Consumer activists say hidden fees in cable bills can boost monthly TV bills by 25 percent. A California class action lawsuit claimed that Comcast earns $2 billion a year from them nationally.

When thousands of Comcast customers in Massachusetts learned of the higher cable bills because of the fees, they dropped their TV service but also incurred termination fees of $240 to cancel long-term contracts, according to the Massachusetts Attorney General's Office.

As part of the settlement reached last week, Comcast will issue refunds to Massachusetts consumers who paid early termination fees after downgrading their service or being involuntarily disconnected by Comcast between January 2015 and March 2016. Comcast cooperated with the investigation.

The settlement includes $700,000 for refunds and $250,000 that the attorney general will use to pay for consumer initiatives and costs related to the Comcast investigation.

"Comcast stuck too many Massachusetts customers with lengthy, expensive contracts that left many in debt and others with damaged credit," Attorney General Maura Healey said. The law-enforcement agency said that the cost to consumers could be 40 percent over the advertised price for cable service because of fees. Comcast said the fees help cover the higher cost of those broadcast and cable channels.

Comcast denied wrongdoing, saying that it was avoiding protracted and costly litigation with the settlement. The Philadelphia company also said it had "enhanced disclosures" in its advertising.

"While we disagree with the allegations," Comcast spokesperson Jennifer Moyer said Tuesday, "we are committed to partnering with Attorney General Healey and others who share our commitment to improving the experience of our customers in all respects."

In June, Consumer Reports launched the national "What the Fee?!" campaign in Philadelphia by delivering to Comcast's headquarters a petition with 110,000 signatures asking that it be more transparent about buried fees in bills, such as monthly surcharges for broadcast television stations, local sports networks, and DVRs.

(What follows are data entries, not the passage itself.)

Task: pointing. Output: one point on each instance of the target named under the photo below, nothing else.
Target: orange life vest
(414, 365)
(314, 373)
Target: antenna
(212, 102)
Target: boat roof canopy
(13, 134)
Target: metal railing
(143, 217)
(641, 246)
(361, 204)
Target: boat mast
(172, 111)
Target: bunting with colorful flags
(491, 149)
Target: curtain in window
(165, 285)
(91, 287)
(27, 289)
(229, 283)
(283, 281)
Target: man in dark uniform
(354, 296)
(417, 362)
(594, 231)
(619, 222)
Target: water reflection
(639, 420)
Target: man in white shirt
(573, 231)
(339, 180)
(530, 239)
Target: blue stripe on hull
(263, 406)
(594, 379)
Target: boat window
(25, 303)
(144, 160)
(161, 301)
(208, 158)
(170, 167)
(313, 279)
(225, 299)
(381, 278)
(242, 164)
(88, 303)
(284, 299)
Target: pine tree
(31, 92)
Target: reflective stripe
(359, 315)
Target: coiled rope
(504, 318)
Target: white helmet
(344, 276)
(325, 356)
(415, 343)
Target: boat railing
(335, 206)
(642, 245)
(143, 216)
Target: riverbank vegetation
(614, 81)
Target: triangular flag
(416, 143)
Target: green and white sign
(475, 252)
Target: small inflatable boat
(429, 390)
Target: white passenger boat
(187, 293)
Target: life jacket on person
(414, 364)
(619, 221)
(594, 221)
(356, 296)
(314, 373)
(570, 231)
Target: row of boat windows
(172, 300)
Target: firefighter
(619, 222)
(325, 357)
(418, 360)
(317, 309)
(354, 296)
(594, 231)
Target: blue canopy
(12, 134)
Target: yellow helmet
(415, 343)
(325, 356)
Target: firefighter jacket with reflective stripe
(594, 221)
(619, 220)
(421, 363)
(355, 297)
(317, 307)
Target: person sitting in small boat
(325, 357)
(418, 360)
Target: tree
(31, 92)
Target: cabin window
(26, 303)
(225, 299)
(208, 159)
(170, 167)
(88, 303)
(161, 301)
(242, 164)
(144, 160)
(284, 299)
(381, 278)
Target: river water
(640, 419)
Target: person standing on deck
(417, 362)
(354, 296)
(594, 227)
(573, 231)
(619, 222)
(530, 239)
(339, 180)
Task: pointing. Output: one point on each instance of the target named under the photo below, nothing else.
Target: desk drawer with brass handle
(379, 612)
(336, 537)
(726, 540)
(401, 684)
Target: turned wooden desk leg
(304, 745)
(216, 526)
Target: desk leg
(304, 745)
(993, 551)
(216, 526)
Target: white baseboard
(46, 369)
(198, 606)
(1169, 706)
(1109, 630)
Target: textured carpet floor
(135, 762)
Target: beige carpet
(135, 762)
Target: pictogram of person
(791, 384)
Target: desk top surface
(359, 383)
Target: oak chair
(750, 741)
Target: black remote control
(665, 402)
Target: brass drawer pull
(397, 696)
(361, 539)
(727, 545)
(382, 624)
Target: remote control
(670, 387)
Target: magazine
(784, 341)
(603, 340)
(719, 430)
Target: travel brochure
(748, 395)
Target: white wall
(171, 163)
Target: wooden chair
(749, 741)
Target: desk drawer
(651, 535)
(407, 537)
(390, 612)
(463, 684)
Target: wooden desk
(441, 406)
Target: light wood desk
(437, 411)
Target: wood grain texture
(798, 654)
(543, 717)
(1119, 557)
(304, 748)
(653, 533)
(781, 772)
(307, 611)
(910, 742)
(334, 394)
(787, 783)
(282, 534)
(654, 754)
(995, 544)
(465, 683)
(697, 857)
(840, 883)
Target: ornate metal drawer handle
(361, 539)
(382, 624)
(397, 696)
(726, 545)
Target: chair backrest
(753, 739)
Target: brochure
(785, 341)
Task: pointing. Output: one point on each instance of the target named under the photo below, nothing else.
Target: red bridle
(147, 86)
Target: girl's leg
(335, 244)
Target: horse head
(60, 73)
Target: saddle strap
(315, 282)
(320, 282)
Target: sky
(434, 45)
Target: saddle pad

Jonathan Schwantes, senior policy counsel for Consumer Reports, said, "We applaud Massachusetts for taking action to protect their constituents from this deceptive marketing." Millions of customers nationwide have been lured into "contracts by this kind of advertising to find that fees keep getting more expensive," he said.

He added that the consumer group urges other states to follow Massachusetts and "crack down on the cable industry's abuse of these types of add-on charges."

In California, plaintiffs attorneys have sued Comcast in federal court over fees for broadcast television and regional sports networks, calling them "bogus."